BACKGROUND & AIMS:
Lactation lowers blood glucose and triglycerides, and increases insulin sensitivity. We hypothesized that a longer duration of lactation would be associated with lower prevalence of non-alcoholic fatty liver disease (NAFLD), which is the leading cause of chronic liver disease in the United States.
Participants from the Coronary Artery Risk Development in Young Adults cohort study who delivered ≥ 1 child post-baseline (Y0: 1985-1986), and underwent CT quantification of hepatic steatosis 25 years following cohort entry (Y25: 2010-2011) were included (n = 844). The duration of lactation was summed for all post-baseline births, and NAFLD at Y25 was assessed by central review of CT images and defined by liver attenuation ≤ 40 Hounsfield Units after exclusion of other causes of hepatic steatosis. Unadjusted and multivariable logistic regression analyses were performed using an a priori set of confounding variables; age, race, education, and baseline body mass index.

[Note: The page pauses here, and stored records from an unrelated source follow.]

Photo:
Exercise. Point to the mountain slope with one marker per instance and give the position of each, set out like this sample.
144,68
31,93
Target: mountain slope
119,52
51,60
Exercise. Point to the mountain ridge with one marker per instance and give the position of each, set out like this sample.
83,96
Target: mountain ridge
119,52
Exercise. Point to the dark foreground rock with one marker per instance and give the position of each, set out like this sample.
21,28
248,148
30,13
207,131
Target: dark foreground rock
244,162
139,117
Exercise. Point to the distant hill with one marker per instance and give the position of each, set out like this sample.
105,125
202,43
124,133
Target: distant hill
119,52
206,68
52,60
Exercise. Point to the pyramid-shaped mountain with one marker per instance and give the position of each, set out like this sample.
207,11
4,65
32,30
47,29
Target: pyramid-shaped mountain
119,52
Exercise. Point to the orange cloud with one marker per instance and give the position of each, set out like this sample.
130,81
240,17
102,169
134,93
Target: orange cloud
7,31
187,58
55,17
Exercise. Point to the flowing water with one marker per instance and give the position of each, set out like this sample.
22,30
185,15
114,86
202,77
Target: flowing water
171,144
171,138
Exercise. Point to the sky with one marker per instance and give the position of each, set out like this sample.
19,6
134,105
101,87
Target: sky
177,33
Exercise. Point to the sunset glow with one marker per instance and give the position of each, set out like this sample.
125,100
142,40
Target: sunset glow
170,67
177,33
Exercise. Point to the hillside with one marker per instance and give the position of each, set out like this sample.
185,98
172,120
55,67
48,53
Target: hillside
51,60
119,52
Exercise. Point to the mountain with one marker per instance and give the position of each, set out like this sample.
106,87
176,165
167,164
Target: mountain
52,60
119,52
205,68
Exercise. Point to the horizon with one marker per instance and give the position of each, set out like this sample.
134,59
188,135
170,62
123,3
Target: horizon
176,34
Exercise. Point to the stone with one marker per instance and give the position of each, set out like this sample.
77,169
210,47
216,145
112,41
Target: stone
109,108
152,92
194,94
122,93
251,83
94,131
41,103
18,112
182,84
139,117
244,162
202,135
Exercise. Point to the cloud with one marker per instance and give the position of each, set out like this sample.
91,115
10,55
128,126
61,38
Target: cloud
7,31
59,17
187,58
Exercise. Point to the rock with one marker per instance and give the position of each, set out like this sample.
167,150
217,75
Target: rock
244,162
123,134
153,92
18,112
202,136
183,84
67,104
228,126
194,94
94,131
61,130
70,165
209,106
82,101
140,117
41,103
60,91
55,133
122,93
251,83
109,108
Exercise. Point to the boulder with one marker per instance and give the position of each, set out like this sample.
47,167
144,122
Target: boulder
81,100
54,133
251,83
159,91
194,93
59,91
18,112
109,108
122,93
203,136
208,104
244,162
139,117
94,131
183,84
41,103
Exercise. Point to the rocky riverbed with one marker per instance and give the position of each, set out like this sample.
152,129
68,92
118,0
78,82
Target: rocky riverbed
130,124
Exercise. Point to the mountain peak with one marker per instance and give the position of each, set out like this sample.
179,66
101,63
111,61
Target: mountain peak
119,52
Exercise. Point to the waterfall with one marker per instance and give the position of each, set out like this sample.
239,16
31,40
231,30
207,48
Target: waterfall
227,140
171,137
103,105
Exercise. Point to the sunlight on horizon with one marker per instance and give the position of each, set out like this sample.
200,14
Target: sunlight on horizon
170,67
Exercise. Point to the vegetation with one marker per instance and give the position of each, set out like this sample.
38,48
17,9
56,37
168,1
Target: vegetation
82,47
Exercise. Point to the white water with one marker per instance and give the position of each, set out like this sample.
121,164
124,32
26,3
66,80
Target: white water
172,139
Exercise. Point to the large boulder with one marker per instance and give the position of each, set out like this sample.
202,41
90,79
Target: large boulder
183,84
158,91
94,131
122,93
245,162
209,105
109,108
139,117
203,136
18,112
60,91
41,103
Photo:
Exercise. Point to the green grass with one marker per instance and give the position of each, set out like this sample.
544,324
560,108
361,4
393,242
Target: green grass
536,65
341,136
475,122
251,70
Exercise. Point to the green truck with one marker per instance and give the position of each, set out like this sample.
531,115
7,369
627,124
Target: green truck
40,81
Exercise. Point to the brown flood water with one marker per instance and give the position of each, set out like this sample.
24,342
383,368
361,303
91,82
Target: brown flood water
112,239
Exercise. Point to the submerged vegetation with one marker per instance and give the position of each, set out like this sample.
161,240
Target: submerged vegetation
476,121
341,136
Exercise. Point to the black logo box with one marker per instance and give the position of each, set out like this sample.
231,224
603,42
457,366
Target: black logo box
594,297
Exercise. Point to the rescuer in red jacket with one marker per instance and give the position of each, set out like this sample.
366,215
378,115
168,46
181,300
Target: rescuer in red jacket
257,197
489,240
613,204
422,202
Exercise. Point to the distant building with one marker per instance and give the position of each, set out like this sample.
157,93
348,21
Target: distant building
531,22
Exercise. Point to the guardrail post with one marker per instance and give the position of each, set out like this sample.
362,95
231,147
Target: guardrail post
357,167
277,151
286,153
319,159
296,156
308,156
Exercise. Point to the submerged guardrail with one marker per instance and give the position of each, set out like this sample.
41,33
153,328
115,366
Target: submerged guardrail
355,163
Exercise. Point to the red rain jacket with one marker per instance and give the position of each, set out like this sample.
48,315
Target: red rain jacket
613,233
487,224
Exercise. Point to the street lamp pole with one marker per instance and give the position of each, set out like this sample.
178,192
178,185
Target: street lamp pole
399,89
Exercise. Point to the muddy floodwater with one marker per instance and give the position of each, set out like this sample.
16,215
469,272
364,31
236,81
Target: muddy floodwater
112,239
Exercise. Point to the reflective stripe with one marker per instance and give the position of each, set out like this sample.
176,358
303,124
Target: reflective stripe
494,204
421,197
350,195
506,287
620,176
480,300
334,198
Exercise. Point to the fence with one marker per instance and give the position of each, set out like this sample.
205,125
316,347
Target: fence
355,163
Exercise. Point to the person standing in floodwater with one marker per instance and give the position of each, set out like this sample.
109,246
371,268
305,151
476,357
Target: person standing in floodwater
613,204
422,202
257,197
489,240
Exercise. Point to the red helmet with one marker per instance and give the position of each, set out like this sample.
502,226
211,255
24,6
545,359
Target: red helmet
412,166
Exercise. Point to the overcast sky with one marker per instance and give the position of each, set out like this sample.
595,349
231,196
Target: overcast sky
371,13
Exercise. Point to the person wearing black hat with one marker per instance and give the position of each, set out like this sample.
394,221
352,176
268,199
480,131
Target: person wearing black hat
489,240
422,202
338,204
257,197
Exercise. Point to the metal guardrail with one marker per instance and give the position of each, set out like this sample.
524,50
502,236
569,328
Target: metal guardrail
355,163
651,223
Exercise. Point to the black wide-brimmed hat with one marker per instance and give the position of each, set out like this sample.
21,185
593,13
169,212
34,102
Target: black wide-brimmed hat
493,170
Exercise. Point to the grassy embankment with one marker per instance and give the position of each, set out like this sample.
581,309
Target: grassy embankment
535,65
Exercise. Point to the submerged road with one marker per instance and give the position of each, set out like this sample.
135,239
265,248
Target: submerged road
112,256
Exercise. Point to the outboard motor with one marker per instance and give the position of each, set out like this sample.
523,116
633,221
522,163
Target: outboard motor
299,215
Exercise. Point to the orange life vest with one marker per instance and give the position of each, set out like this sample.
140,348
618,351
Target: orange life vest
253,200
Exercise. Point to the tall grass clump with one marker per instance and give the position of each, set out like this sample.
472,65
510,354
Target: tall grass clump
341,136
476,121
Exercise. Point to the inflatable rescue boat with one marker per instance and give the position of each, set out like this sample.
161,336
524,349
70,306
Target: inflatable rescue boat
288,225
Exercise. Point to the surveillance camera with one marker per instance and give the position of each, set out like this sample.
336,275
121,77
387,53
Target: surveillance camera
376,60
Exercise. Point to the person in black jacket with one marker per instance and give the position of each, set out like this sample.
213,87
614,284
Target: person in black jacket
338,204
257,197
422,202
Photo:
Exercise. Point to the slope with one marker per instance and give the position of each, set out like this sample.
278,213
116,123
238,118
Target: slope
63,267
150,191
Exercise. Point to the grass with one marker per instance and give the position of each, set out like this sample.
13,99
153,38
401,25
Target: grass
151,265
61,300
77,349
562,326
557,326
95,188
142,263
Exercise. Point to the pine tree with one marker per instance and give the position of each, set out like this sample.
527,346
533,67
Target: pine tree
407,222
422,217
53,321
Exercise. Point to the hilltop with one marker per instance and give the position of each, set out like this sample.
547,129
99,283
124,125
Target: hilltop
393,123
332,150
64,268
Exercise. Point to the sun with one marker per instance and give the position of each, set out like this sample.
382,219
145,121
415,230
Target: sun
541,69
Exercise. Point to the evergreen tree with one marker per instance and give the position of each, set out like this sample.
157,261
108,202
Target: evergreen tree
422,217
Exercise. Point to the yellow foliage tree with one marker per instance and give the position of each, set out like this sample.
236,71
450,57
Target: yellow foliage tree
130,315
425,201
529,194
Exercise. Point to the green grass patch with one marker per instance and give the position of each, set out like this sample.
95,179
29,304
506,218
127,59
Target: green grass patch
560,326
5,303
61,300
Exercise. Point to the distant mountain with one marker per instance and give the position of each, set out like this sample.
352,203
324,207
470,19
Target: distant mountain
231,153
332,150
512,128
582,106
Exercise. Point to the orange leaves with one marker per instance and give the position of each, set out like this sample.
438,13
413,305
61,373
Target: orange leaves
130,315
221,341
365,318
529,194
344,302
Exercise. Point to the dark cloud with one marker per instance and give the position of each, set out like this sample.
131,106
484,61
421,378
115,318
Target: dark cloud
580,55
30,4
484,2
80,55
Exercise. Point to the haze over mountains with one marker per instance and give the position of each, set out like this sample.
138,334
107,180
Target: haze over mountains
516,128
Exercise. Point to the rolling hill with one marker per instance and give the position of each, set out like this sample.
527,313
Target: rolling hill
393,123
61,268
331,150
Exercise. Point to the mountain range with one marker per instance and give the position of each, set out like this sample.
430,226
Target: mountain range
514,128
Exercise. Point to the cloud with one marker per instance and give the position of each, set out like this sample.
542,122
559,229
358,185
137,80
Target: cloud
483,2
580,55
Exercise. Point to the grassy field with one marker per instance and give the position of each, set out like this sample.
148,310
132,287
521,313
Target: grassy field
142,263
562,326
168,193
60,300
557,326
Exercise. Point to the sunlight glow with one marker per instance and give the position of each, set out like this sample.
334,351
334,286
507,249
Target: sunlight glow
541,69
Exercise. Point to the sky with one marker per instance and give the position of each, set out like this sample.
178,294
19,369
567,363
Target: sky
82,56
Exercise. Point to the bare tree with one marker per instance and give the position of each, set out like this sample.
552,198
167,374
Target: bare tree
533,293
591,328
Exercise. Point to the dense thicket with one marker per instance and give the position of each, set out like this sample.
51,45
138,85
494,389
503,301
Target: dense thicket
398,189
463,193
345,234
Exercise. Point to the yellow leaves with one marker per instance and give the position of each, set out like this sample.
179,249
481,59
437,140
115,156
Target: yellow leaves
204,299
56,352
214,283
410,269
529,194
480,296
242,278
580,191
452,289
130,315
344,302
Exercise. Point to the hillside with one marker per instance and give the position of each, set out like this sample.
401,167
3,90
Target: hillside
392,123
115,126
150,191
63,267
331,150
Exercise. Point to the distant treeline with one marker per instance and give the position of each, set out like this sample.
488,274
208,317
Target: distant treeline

Of 844 women who delivered after baseline (48% black, 52% white, mean age 49 years at Y25 exam), 32% reported lactation duration of 0 to 1 month, 25% reported >1 to 6 months, 43% reported more than 6 months, while 54 (6%) had NAFLD. Longer lactation duration was inversely associated with NAFLD in unadjusted logistic regression. For women who reported >6 months lactation compared to those reporting 0-1 month, the odds ratio for NAFLD was 0.48 (95% CI 0.25-0.94; p = 0.03) and the association remained after adjustment for confounders (adjusted odds ratio 0.46; 95% CI 0.22-0.97; p = 0.04).
A longer duration of lactation, particularly greater than 6 months, is associated with lower odds of NAFLD in mid-life and may represent a modifiable risk factor for NAFLD.
A longer duration of breastfeeding has been associated with multiple potential health benefits for the mother including reduction in heart disease, diabetes and certain cancers. In this study we found that breastfeeding for longer than 6 months was associated with a lower risk of non-alcoholic fatty liver disease in mid-life.